Sometimes, relationships may not always work out as well as we initially expected them to, or thought they would. What happens then? Keep dragging it on? Or confront your partner to let them know it’s over? With Valentine’s Day now past us, there may be quite a few of us wanting to breakup with our partners, but not knowing the right way to do it.
Here, Read Scoops gives you 10 tips that you should follow while breaking up. Remember, you don’t want to hurt the person and you must ensure you end this relationship (or all) very carefully. If you have any to add to our list, don’t forget to comment and let us know at the bottom of this article.
1) Do it at the right time
Always ensure that it’s the right time to end a relationship, as the last thing you want to do is breakup before important moments in your partner’s life, such as before an exam, when someone close to them has died, before their birthday or on any other holidays. Also, ensure they aren’t emotionally vulnerable when you plan to do it.
2) Always in person
Emails, texts, WhatsApp, G-chat? No, won’t do.
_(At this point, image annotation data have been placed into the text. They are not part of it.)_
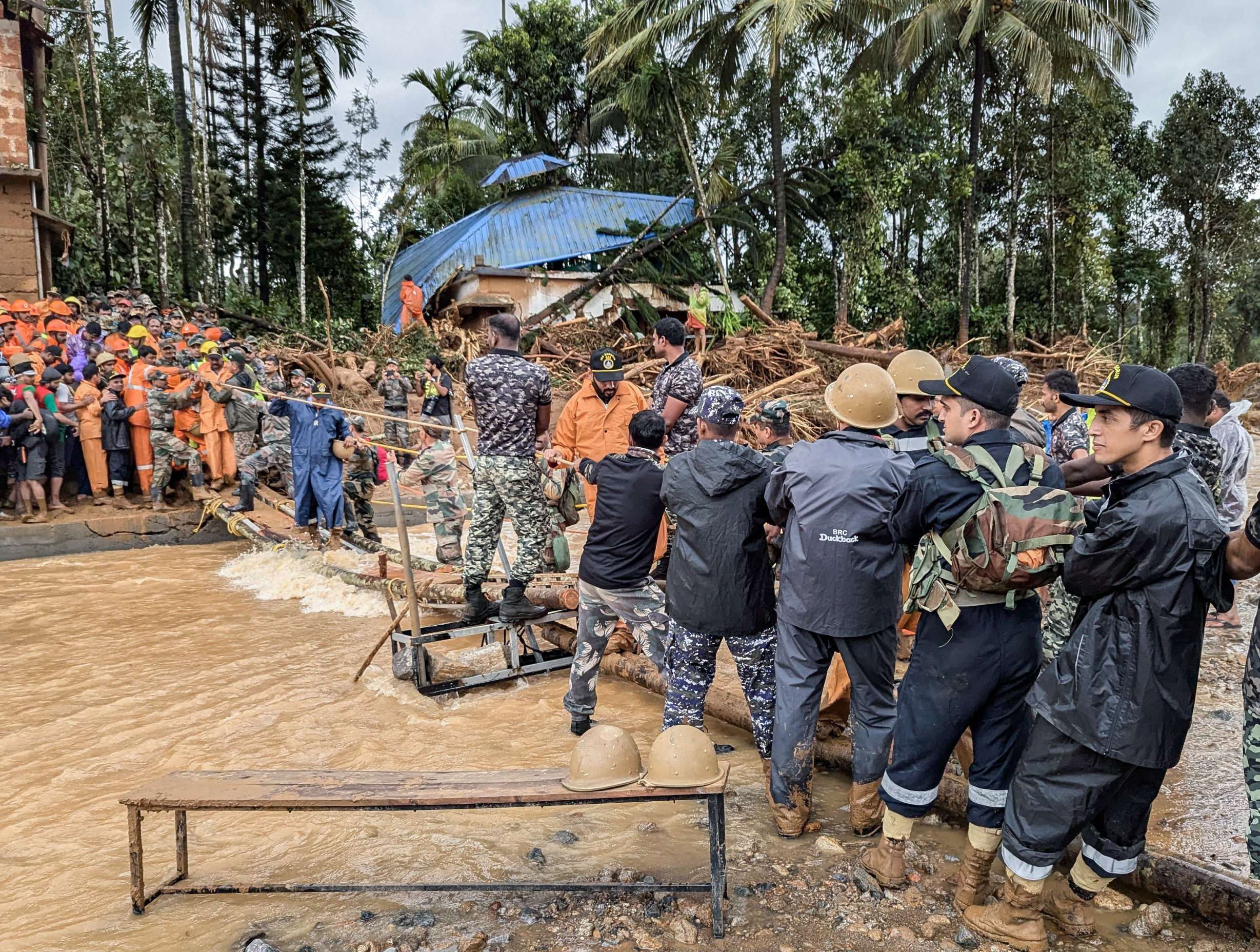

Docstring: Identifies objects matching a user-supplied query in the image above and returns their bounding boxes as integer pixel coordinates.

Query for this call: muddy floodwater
[0,545,1252,952]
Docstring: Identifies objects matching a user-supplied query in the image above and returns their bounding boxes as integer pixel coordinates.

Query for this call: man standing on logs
[464,314,552,624]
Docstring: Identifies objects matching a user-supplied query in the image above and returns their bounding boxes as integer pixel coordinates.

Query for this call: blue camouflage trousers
[662,618,777,759]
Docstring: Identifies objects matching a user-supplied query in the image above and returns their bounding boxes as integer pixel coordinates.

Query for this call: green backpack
[905,443,1085,628]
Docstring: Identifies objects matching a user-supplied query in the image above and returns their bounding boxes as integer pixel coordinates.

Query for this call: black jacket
[660,440,775,637]
[1028,455,1233,768]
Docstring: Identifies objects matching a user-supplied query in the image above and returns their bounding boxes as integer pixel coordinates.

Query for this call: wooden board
[119,763,730,809]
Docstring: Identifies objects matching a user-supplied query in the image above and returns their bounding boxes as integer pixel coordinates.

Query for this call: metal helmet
[644,724,722,787]
[823,363,897,430]
[888,350,945,397]
[561,724,643,793]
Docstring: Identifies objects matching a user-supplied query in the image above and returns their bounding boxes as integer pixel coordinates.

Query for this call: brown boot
[949,844,998,911]
[849,777,883,836]
[862,836,906,889]
[963,877,1050,952]
[1041,877,1094,936]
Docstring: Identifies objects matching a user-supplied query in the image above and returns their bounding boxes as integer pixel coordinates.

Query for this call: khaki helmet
[888,350,945,397]
[823,363,897,430]
[561,724,643,793]
[644,724,722,787]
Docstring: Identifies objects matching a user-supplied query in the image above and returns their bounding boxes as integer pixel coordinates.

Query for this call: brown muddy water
[0,532,1246,952]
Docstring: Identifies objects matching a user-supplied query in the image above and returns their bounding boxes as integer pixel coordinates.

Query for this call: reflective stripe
[1002,846,1055,883]
[1081,842,1138,877]
[967,786,1007,807]
[879,774,940,807]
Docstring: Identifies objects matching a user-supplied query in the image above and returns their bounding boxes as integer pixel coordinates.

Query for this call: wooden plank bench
[119,764,730,938]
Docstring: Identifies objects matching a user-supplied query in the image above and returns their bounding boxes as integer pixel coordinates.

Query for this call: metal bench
[119,764,730,938]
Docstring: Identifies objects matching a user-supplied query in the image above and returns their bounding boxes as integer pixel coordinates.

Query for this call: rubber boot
[460,585,500,624]
[950,844,998,911]
[963,874,1050,952]
[1041,877,1094,936]
[499,585,551,622]
[849,777,883,837]
[862,836,906,889]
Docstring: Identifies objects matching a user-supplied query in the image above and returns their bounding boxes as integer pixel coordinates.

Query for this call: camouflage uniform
[662,618,777,759]
[565,579,669,718]
[147,387,202,486]
[401,440,468,565]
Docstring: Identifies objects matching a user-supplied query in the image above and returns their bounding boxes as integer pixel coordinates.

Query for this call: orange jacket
[552,378,649,462]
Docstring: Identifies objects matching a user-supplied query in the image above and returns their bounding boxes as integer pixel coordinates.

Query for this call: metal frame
[127,787,727,938]
[389,609,577,697]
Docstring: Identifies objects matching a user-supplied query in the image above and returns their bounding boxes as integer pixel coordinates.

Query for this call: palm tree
[271,0,363,323]
[854,0,1158,346]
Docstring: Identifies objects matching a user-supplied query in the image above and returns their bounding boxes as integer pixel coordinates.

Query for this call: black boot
[499,583,551,622]
[460,585,500,624]
[224,477,257,512]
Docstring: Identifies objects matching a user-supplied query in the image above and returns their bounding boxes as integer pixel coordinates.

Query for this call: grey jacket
[766,430,915,638]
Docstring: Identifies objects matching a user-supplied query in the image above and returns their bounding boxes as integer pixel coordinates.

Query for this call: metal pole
[451,413,512,581]
[386,459,428,686]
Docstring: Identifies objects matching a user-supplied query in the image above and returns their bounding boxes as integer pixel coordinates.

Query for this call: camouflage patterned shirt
[464,348,551,459]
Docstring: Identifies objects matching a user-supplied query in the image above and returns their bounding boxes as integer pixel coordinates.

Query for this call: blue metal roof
[381,187,694,329]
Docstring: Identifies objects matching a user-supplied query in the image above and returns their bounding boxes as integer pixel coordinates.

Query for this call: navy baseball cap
[918,357,1019,416]
[1058,363,1182,421]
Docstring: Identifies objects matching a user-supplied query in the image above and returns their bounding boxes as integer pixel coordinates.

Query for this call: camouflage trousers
[565,579,669,718]
[238,443,293,499]
[149,430,202,487]
[342,473,377,532]
[1041,579,1080,665]
[662,618,777,759]
[464,457,549,585]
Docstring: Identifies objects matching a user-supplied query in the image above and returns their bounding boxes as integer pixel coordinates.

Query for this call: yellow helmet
[823,363,897,430]
[888,350,945,397]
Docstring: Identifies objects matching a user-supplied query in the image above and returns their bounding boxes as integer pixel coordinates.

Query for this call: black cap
[918,357,1019,416]
[591,347,625,383]
[1058,363,1182,423]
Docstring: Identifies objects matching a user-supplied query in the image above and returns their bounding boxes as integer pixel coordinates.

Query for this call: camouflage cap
[695,386,744,426]
[752,400,791,424]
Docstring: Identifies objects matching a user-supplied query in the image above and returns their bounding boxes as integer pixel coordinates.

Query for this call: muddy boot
[460,585,500,624]
[849,777,883,836]
[862,836,906,889]
[963,874,1050,952]
[949,844,998,911]
[499,583,551,622]
[1041,877,1094,936]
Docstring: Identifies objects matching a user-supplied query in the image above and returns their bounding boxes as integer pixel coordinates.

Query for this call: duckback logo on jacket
[818,528,858,545]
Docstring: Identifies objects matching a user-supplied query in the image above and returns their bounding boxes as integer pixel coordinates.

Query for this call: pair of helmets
[561,724,722,793]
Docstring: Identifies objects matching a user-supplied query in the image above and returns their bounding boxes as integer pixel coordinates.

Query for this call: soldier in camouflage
[342,416,381,542]
[399,418,468,565]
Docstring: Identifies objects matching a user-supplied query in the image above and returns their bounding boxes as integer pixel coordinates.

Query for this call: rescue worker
[766,363,913,836]
[267,374,350,548]
[464,314,552,624]
[660,386,775,773]
[862,357,1062,908]
[565,410,669,737]
[963,364,1240,949]
[879,350,945,463]
[543,348,648,522]
[377,357,414,469]
[146,371,210,512]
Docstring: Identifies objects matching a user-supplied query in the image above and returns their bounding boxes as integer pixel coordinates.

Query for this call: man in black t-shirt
[565,410,669,735]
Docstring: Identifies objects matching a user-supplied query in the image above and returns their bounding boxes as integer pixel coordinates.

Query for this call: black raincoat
[1028,455,1233,768]
[660,440,775,638]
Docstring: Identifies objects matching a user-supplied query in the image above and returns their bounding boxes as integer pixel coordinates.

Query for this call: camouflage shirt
[1173,424,1224,504]
[464,348,551,459]
[651,353,704,457]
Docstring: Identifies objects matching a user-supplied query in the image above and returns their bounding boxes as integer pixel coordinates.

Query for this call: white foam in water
[219,551,387,618]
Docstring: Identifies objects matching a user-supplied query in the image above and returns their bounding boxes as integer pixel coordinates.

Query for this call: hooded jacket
[660,440,775,637]
[1028,455,1233,768]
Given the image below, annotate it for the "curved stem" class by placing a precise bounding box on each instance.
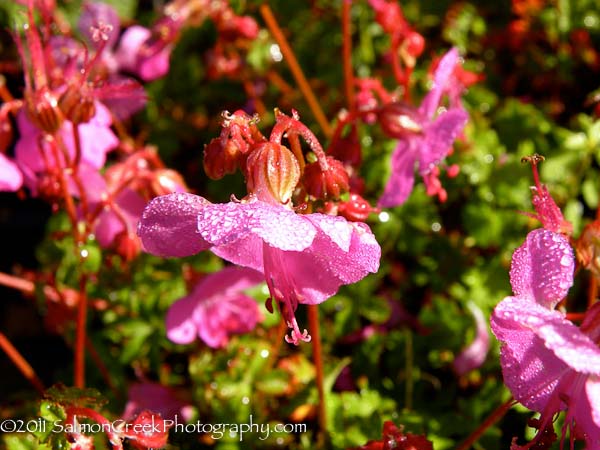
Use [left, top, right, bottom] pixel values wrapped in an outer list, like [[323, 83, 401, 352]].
[[342, 0, 356, 112], [456, 397, 516, 450], [307, 305, 327, 435], [0, 331, 45, 394], [259, 3, 332, 137]]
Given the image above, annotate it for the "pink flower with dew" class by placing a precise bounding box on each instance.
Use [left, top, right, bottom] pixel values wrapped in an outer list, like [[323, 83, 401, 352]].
[[166, 267, 264, 348], [0, 153, 23, 192], [138, 193, 381, 344], [121, 382, 193, 422], [452, 302, 490, 376], [379, 48, 469, 207], [15, 102, 119, 195], [491, 297, 600, 449], [115, 25, 173, 81]]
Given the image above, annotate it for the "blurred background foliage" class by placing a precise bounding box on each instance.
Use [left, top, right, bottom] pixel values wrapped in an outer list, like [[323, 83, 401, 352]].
[[0, 0, 600, 450]]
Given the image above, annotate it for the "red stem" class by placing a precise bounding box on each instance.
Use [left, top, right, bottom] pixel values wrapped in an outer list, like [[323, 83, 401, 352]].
[[259, 3, 332, 137], [0, 331, 45, 394], [307, 305, 327, 436], [74, 275, 88, 388], [342, 0, 356, 112]]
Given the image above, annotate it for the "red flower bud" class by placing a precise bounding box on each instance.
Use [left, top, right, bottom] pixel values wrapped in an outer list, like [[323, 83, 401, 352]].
[[204, 138, 242, 180], [246, 142, 300, 204], [304, 156, 349, 199], [378, 102, 424, 139], [25, 89, 64, 134], [338, 194, 378, 222], [58, 84, 96, 125]]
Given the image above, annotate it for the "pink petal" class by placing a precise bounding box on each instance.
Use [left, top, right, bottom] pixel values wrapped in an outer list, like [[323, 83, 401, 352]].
[[0, 153, 23, 192], [165, 294, 198, 344], [510, 228, 575, 308], [138, 192, 211, 257], [491, 297, 569, 411], [379, 139, 421, 208], [418, 108, 469, 174], [419, 47, 458, 119], [452, 303, 490, 375], [78, 2, 121, 48], [198, 200, 316, 250]]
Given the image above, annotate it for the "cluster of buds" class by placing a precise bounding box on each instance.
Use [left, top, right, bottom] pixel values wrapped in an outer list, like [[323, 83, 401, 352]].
[[204, 110, 364, 210]]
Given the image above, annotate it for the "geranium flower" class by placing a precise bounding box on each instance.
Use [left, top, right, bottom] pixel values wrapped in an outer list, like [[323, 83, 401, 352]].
[[379, 49, 469, 207], [138, 193, 381, 344], [166, 267, 264, 348], [0, 153, 23, 192], [452, 302, 490, 376], [15, 102, 119, 195], [492, 297, 600, 449]]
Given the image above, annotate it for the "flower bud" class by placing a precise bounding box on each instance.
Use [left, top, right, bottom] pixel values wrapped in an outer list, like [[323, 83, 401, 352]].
[[246, 142, 300, 204], [25, 89, 64, 134], [204, 138, 242, 180], [304, 156, 349, 199], [58, 84, 96, 125], [378, 102, 424, 139], [338, 194, 378, 222], [575, 220, 600, 277]]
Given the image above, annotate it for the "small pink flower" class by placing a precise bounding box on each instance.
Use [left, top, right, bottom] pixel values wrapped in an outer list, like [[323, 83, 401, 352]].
[[15, 102, 119, 194], [116, 25, 173, 81], [379, 48, 469, 207], [138, 193, 381, 344], [452, 302, 490, 376], [122, 381, 193, 422], [166, 267, 264, 348], [0, 153, 23, 192]]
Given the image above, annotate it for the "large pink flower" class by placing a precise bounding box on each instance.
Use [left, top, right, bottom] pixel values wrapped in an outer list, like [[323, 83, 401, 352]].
[[492, 297, 600, 449], [491, 228, 600, 449], [379, 48, 469, 207], [166, 267, 264, 348], [138, 193, 381, 344]]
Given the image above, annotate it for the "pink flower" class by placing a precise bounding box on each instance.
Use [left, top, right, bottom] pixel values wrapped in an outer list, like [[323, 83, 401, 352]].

Always break-up in person, where both parties have a chance to share their feelings. If you’ve been in a relationship where there have been a lot of in-person memories shared, then an in-person closure is also required. Yes, it’s easier to be done over text but a face-to-face breakup is the right thing to do. Always!
3) ‘Never’ and ‘Always’
Please avoid using words like ‘always’ and ‘never’. There’s no need to say stuff like “You’re always spending more time with him/her”, or “You always hurt me” or “You never do the right things”. These words imply accusations and faults, and shows that your partner has never been able to learn from mistakes.
4) Don’t compare
The last thing anyone wants is to be compared to someone else. Don’t breakup with your partner citing that your ex boyfriend/girlfriend was much better (in any way), or don’t compare your relationship to other relationships which are working out better than your own. A healthy relationship, or even a healthy fight, requires empathy and comparisons to an ex are anything but empathetic.
Also, comparisons to an ex will make your partner only feel worse about something that they probably already had insecurities about.
5) Be honest
Be honest, but not brutally honest.
A very important part of breaking up is being honest with your partner. Be very clear about the reasons you want to break-up and don’t hide behind stupid excuses. However, choose your words wisely. If there is something that bugs you about him/her but saying it may hurt him/her, think about whether you really should be saying it.
6) Be respectful
An important part of breaking up is being respectful and not hurtful, even if you’re breaking up because your partner hurt you in the first place. A healthy breakup shouldn’t consist of accusations, naming calling and needless arguments. Stick to the point and express your feelings without getting carried away.
7) “It’s not you, it’s me.”
While we suggest you mean these words, please do not use the exact words. These words are exactly what would come out of a classic player’s mouth. However, make sure you get reasons across as to why you may be the bad person for this relationship, and how you haven’t done much right, rather than putting it on your partner.
8) Don’t say I hate you
When the time for a breakup arrives there are a lot of chances that it may not go as smoothly as you planned it in your head. Chances are that the talk may lead into an argument and then later into a fight. People say things they don’t mean in a fight so avoid the ‘I hate you’ if things do get heated.
You know you don’t mean it. Deep down, you know you could never be with a person you ‘hate’.
9) Show signs
Over the days/weeks, please send a few hints that you may not be liking the relationship as much as you did earlier. Talk a bit less, meet less, have fun a bit less. It will become easier for your partner to digest when you actually drop the bomb on him/her. The last thing you need to do is go out, enjoy a beautiful candle-light dinner or have fun at a movie, and then come and end the relationship.
10) Don’t cause damage
Ultimately, remember that you want to walk out of the relationship without leaving behind any scars or bitterness. You want to be remembered as a good person when this partner ever thinks about you in the future. Accusations or statements that will hurt him/her should be avoided as these things will play in their minds for a very long time, even when they enter other relationships in the future. Be nice!